Mike Jolly

No. 21
- Position: Safety

Personal information
- Born: March 19, 1958 (age 68) Detroit, Michigan, U.S.
- Listed height: 6 ft 3 in (1.91 m)
- Listed weight: 188 lb (85 kg)

Career information
- High school: Aquinas (Detroit)
- College: Michigan
- NFL draft: 1980: 4th round, 96th overall pick

Career history
- New Orleans Saints (1980)*; Green Bay Packers (1980–1983);
- * Offseason and/or practice squad member only

Awards and highlights
- 2× First-team All-Big Ten (1978, 1979);

Career NFL statistics
- Interceptions: 3
- Fumble recoveries: 1
- Stats at Pro Football Reference

= Mike Jolly =

American football player (born 1958)

Michael Anthony Joseph Jolly (born March 19, 1958) is an American former professional football player who was a defensive back for the Green Bay Packers of the National Football League (NFL) from 1980 to 1983. He played college football for the Michigan Wolverines from 1976 to 1979. He started at weak side cornerback for Michigan in 35 of 36 games from 1977 to 1979 and was selected as a first-team all-conference player in the Big Ten in both 1978 and 1979.

==Early life==
Jolly was born in Detroit and grew up in Melvindale, Michigan. He attended Dearborn Sacred Heart High School for three years and one year at Aquinas High School in Southgate Michigan. He played four sports, football, basketball, track and baseball, in high school. He played both tailback and defensive back, and returned punts, in high school.

==Michigan==
He played at the University of Michigan for the Wolverines football team under head coach Bo Schembechler from 1976 to 1979. As a sophomore in 1977, Jolly started 11 of 12 games for Michigan at the weak side cornerback position. On October 1, 1977, in Michigan's 41–3 victory over Texas A&M, Jolly intercepted a pass and returned it 50 yards for a touchdown. Jolly played in the 1978 Rose Bowl against the Washington Huskies on New Year's Day. In the third quarter of the Rose Bowl, he intercepted a pass at the Washington 36-yard line and returned it 25 yards.

As a junior in 1978, Jolly started all 12 games at weak side cornerback for the 1978 Michigan Wolverines football team and was selected as an All-Big Ten Conference player. In the team's 51–0 victory over Duke, Jolly intercepted two passes. The 1978 team won the Big Ten Conference championship, held opponents to an average of 8.75 points per game, played in the 1979 Rose Bowl, and finished the season ranked No. 5 in both the AP and UPI polls.

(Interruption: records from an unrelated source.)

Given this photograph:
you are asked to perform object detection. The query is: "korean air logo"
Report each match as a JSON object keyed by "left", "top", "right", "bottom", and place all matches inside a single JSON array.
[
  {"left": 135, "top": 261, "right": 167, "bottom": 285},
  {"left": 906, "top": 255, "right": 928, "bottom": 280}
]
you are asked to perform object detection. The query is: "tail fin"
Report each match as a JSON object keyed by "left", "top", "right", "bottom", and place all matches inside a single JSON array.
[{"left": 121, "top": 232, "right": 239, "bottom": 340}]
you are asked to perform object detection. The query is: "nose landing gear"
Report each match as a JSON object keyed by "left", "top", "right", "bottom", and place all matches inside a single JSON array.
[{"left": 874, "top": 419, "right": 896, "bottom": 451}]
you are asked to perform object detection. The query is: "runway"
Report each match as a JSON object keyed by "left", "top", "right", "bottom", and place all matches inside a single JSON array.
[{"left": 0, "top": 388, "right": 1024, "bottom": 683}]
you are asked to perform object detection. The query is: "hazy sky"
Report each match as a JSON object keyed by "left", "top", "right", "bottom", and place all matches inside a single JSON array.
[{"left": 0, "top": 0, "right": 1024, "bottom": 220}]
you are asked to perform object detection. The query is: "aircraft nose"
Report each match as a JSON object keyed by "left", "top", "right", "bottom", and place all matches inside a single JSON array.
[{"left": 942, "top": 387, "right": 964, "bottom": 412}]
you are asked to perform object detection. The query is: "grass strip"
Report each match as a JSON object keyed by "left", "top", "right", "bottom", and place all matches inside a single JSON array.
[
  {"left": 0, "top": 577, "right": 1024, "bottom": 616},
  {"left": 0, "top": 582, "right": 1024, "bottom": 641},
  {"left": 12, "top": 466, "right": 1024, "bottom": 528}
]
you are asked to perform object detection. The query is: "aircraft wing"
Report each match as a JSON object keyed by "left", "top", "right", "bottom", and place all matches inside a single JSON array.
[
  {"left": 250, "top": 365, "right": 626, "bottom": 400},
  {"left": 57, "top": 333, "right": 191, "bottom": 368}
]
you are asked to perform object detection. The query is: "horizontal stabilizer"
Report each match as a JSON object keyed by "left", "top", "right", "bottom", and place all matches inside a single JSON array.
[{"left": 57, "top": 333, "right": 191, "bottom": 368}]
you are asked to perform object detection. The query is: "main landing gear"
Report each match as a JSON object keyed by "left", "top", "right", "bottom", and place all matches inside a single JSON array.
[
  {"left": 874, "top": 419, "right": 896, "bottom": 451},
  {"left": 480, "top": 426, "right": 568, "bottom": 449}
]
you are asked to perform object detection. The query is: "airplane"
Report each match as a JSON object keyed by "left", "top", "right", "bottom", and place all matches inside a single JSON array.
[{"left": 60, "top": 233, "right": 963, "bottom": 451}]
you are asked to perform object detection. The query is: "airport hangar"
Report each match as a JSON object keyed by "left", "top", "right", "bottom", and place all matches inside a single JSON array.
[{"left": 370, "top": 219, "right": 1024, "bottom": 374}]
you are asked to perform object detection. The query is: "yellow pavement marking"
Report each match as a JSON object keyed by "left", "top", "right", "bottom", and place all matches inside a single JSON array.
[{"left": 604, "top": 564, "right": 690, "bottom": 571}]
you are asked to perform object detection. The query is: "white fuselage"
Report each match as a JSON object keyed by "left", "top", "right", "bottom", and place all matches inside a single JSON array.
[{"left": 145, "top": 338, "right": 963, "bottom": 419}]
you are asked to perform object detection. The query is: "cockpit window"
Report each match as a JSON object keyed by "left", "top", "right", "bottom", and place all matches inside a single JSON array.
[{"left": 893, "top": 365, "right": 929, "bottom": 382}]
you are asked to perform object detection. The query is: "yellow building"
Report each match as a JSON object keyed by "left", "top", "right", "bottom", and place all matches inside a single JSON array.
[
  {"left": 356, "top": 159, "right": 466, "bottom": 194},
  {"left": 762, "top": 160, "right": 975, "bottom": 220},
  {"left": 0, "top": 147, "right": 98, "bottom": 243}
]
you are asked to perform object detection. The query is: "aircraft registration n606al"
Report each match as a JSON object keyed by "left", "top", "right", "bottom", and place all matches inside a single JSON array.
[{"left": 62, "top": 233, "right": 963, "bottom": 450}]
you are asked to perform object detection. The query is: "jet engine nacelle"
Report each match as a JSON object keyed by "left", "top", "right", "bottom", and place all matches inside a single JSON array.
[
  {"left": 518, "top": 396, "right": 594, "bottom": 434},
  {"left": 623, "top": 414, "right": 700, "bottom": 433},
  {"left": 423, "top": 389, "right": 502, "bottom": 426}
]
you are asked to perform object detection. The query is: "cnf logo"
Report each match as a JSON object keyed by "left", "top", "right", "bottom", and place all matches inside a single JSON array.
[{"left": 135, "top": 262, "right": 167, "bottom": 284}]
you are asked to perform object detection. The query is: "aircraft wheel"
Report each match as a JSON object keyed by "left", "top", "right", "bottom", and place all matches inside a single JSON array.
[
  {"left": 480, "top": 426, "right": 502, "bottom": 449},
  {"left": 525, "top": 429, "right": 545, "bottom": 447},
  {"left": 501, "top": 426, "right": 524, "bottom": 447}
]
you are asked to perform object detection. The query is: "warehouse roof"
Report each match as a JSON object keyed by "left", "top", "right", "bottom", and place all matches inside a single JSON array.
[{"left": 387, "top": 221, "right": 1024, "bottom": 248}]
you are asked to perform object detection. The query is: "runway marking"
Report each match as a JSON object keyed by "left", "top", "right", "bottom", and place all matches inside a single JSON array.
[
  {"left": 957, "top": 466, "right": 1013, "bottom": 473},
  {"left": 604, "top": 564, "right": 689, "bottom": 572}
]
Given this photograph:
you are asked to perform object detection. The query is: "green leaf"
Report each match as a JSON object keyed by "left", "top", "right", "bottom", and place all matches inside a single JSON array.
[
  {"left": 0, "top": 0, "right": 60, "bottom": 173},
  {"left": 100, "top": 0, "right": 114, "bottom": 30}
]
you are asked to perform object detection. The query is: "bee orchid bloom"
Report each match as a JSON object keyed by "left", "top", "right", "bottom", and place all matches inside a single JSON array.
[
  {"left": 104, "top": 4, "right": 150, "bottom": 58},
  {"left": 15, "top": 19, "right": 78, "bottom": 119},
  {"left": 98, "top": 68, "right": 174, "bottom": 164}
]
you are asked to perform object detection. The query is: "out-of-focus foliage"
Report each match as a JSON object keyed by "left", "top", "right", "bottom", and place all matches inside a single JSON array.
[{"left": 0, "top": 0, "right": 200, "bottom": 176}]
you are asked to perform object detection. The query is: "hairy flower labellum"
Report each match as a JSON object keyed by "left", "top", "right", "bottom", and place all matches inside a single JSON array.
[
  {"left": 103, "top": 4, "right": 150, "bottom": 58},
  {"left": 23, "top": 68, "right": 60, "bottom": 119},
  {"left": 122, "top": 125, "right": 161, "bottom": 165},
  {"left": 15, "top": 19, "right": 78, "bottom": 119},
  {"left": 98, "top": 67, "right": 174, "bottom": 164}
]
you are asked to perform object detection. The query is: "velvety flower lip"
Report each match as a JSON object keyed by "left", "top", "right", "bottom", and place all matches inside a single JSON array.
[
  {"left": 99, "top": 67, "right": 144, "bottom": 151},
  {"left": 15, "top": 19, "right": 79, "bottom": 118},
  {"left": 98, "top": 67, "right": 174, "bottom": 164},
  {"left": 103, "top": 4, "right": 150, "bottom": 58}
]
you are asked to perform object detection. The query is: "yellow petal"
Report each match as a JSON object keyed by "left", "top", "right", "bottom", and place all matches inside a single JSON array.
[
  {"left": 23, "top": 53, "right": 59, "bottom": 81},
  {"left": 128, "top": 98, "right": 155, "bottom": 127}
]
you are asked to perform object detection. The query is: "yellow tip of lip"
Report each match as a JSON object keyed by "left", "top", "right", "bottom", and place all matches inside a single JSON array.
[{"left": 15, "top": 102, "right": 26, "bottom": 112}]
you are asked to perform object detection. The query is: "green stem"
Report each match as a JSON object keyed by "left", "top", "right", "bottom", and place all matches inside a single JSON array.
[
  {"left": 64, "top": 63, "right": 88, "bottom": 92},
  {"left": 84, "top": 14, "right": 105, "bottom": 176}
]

As a senior in 1979, and for the second consecutive season, he started all 12 games at the weak side cornerback position. The 1979 Michigan Wolverines football team held opponents to an average of 12.6 points per game, played in the 1979 Gator Bowl and finished the season ranked No. 18 and 19 in the final AP and UPI polls. For the second consecutive season, Jolly was selected as an All-Big Ten Conference player.

Over the three-year period from 1977 to 1979, Jolly started 35 of 36 games for the Wolverines and appeared in two Rose Bowls and a Gator Bowl. In his collegiate career, Jolly totaled 124 tackles and nine interceptions.

==Professional football==
Jolly was selected by the New Orleans Saints in the fourth round (96th overall pick) of the 1980 NFL draft. In August 1980, Jolly was cut by the Saints and picked up on waivers by the Green Bay Packers.

As a rookie, Jolly appeared in all 16 games as a defensive back for the 1980 Packers. As the fifth back in Green Bay's nickel defense, he had two interceptions and knocked down three passes as a rookie. Jolly was slated to be the Packers starting safety in 1981. During his first game as a starter, a preseason game against the Dallas Cowboys in August 1981, Jolly sustained an injury to his left knee which required surgery to repair ligaments. Jolly missed the entire 1981 season after the injury. He returned for the 1982 season but appeared in only seven games, none as a starter. In 1983, he appeared in 12 games for the Packers, none as a starter.

In May 1984, the Packers released Jolly.